I started following a ketogenic lifestyle on 1st December. I don’t want to call it a diet, because it’s more about what NOT to eat, rather than what you should eat. Because of this, it is so much easier to follow than a diet. There’s no calorie counting, you don’t have to weigh your foods (although you might want to just so that you can get used to what 100 grams of something looks like. But that’s not my bag. I have a rough idea and anyway a lot of foods these days have the weight written on them.
On a typical day (although after only 2 weeks nothing is really typical yet, I am constantly refining things) I am doing ketogenics (75% of calories from fats, 15% from protein and 5% from carbohydrates). Since I started, I have not eaten any bread, pasta rice or noodles. Now, as many of you know, I live in Vietnam, so that’s not easy. I can’t think of 1 meal in Vietnam that doesn’t have either rice, noodles or bread. Also, the biggest problem here is sugar and MSG (modified food starch). In Southern Vietnam people have a really sweet tooth.
MSG increases insulin production in the body by 300%! MSG is in almost all fast foods, even their salads! MSG is “hidden” by calling it a variety of different names – modified food starch, modified corn starch, autolyzed yeast extract, natural flavors and smoked flavors.

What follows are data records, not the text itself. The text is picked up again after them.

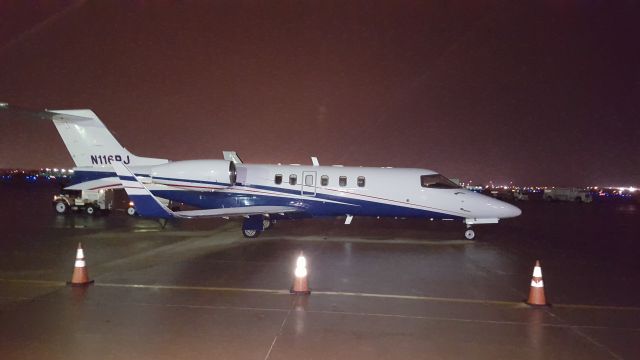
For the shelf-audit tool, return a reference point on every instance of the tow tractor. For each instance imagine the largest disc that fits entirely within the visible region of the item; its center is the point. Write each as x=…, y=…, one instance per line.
x=90, y=202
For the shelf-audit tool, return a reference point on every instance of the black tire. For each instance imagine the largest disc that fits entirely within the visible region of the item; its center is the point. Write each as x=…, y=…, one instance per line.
x=469, y=234
x=267, y=224
x=61, y=207
x=250, y=233
x=91, y=210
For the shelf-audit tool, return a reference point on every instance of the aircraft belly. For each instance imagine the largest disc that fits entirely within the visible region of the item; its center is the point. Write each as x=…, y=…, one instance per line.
x=314, y=206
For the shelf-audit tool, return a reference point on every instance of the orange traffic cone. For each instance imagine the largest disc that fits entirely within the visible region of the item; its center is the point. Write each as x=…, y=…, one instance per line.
x=536, y=291
x=300, y=285
x=80, y=275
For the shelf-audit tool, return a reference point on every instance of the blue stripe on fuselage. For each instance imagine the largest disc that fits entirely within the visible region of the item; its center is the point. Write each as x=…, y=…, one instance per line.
x=217, y=199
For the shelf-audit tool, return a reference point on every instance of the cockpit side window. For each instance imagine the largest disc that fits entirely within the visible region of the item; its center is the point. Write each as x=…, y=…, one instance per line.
x=437, y=181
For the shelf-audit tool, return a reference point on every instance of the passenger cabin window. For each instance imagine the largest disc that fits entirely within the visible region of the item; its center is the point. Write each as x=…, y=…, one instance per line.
x=308, y=180
x=437, y=181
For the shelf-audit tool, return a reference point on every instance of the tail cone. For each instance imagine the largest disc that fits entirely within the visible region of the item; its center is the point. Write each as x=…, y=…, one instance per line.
x=536, y=291
x=80, y=275
x=300, y=284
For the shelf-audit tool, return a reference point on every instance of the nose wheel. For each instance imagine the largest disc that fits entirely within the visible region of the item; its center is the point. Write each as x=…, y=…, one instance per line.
x=469, y=234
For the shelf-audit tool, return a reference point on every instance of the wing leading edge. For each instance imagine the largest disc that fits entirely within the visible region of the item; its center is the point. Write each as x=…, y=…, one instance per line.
x=148, y=205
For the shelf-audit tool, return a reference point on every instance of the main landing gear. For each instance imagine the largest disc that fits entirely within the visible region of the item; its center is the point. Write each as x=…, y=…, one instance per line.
x=469, y=234
x=250, y=233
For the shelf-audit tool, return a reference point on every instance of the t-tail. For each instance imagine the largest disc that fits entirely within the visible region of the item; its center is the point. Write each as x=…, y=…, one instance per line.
x=90, y=143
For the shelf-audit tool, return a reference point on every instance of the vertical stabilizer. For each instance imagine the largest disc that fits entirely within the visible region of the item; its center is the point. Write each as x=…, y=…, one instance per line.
x=90, y=143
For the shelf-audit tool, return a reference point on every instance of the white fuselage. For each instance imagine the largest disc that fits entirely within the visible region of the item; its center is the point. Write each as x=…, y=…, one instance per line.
x=315, y=190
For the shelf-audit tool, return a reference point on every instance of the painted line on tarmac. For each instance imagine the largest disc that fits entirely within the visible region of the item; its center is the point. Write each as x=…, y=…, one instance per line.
x=369, y=241
x=197, y=288
x=328, y=293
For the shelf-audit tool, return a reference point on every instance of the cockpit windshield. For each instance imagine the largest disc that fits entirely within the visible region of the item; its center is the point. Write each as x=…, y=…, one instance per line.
x=437, y=181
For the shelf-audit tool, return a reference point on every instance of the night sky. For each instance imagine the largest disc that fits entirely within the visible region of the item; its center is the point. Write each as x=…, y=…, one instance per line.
x=538, y=92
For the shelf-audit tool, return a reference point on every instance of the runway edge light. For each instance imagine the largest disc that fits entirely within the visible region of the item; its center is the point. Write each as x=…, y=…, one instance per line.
x=300, y=284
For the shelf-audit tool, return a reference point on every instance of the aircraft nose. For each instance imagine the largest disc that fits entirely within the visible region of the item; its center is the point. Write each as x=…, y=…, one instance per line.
x=494, y=208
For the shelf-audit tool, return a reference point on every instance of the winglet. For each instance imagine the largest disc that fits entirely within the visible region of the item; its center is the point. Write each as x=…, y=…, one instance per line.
x=146, y=204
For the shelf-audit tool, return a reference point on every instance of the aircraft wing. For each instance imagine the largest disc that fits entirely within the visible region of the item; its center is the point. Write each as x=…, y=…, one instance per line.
x=148, y=206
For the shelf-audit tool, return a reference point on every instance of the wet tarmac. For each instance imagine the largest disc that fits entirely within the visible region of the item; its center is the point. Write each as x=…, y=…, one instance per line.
x=382, y=289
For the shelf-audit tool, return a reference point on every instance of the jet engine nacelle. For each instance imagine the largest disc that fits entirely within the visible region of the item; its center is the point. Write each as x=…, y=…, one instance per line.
x=203, y=172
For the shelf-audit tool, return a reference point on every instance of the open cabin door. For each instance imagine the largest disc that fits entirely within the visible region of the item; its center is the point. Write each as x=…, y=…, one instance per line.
x=309, y=183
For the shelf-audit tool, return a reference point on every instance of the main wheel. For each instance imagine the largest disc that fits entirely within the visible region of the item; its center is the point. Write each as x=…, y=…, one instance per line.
x=469, y=234
x=131, y=211
x=62, y=207
x=250, y=233
x=90, y=210
x=266, y=224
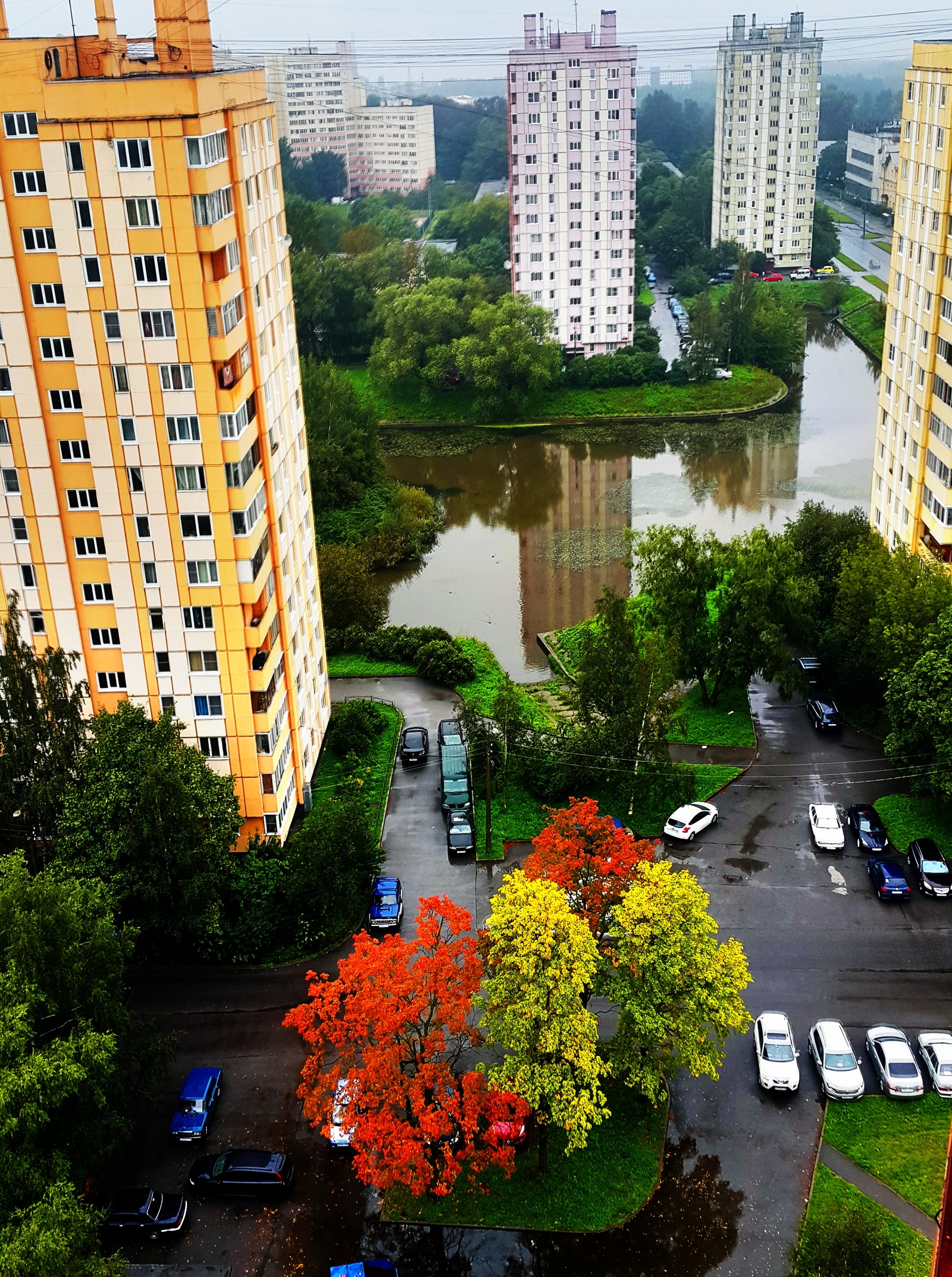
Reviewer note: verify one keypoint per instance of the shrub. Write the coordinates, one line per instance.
(354, 726)
(444, 663)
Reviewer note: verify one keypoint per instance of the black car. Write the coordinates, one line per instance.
(243, 1173)
(414, 745)
(137, 1212)
(460, 833)
(888, 879)
(825, 715)
(931, 868)
(866, 824)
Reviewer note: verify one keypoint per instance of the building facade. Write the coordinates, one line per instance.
(872, 161)
(157, 509)
(912, 499)
(572, 181)
(766, 134)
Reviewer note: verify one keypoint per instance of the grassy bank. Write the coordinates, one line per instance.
(903, 1144)
(830, 1200)
(906, 818)
(747, 390)
(597, 1188)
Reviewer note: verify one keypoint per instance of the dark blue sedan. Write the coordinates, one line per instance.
(888, 879)
(386, 904)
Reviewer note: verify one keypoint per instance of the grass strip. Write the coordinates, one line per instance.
(830, 1198)
(906, 818)
(596, 1188)
(903, 1144)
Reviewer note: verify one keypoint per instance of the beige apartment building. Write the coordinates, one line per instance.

So, at the moment, if I have to eat out, I normally eat a dish called Bo Kho (I call it Vietnamese Beef Stew, but it’s not really a stew). It has a small amount of fatty beef, carrots and a beef broth with some fresh herbs. Now, the only real problem is the sugar and MSG in the broth. But the thing about Vietnam is servings are quite small compared to Western meals, so my exposure to “the white death” (sugar) is small. If I occasionally eat a different type of meal I will eat Pho or Hu Tieu (both types of noodle soup) I will only eat the broth, the meat, the vegetables and the herbs. Vietnamese foods is often served with a side of fresh herbs – basil, parsley and a heap of others that I have no idea what they are, but they taste good and I’m sure they’re good for you!
I actually started going to the gym a week before I started Keto – in fact it was in researching safe exercises for old fat men that I came across Keto and Intermittent fasting. So I have been exercising in the gym for 45 minutes to 1 hour 5-6 days a week. The gym doesn’t actually create a lot of weight loss – 30 minutes on the treadmill at 6km / hr only burns 90-100 calories! The gym improves tone and most importantly, testosterone production. Low testosterone is a real problem for older guys like me – lower libido, erectile dysfunction, decreased vitality. Testosterone decreases as we get older – quite dramatically.
As we get older we have to avoid 3 things – insulin, oestrogen and cortisol. You can do things to increase your testosterone, but they are a small improvement compared to avoiding these 3 things. Eating a lot of mushrooms, parsley, kale, cruciferous vegetables, olive oil and celery won’t increase testosterone, but they will decrease the amount of oestrogen in your body. We create oestrogen naturally (smaller in men, higher in women) but we get oestrogen from soy and other GMO foods like corn. So be really careful with grain fed beef – they are stuffed full of oestrogen before slaughter and we absorb the oestrogen when we eat grin fed beef, pork, chicken etc.
A typical evening meal for me will be 100 – 150 grams of beef or oily fish with a heap of leafy greens. I cook the meat in coconut oil, then saute the vegetables in the remaining oil and throw in a stick of butter and sometimes some fresh cream.


After 1 week I lost 3kgs – I didn’t get too excited because I realised a lot of that was fluid. But I am happy to say that after 2 weeks I have kept all that weight off. The bigger indicator that I am doing well is my belly size. I have to put an extra notch in my belt now because if I’m not careful my pants fall off. I am really happy because in my adult life, I’ve never been able to get under 92Kgs. Today I weigh 91 kgs.
Well, it’s been 18 hours since I last ate, so I am going to have a small meal now (2pm). I’m not really hungry but I am going out for dinner tonight, so I don’t want to get too hungry and then eat before I go out. So now I will have a piece of cheese, 2 squares of dark chocolate (85 – 90% cacao – great for energy), a tablespoon of peanut butter and half an avocado.
I took my blood sugar 10 minutes after eating. Normally, when we eat out blood sugar should spike and then come back to normal after 2 hours – mine was 5.9. So good! (I should have taken it before I ate, but, next time.)
PS – I just weighed myself – 90kgs! So happy.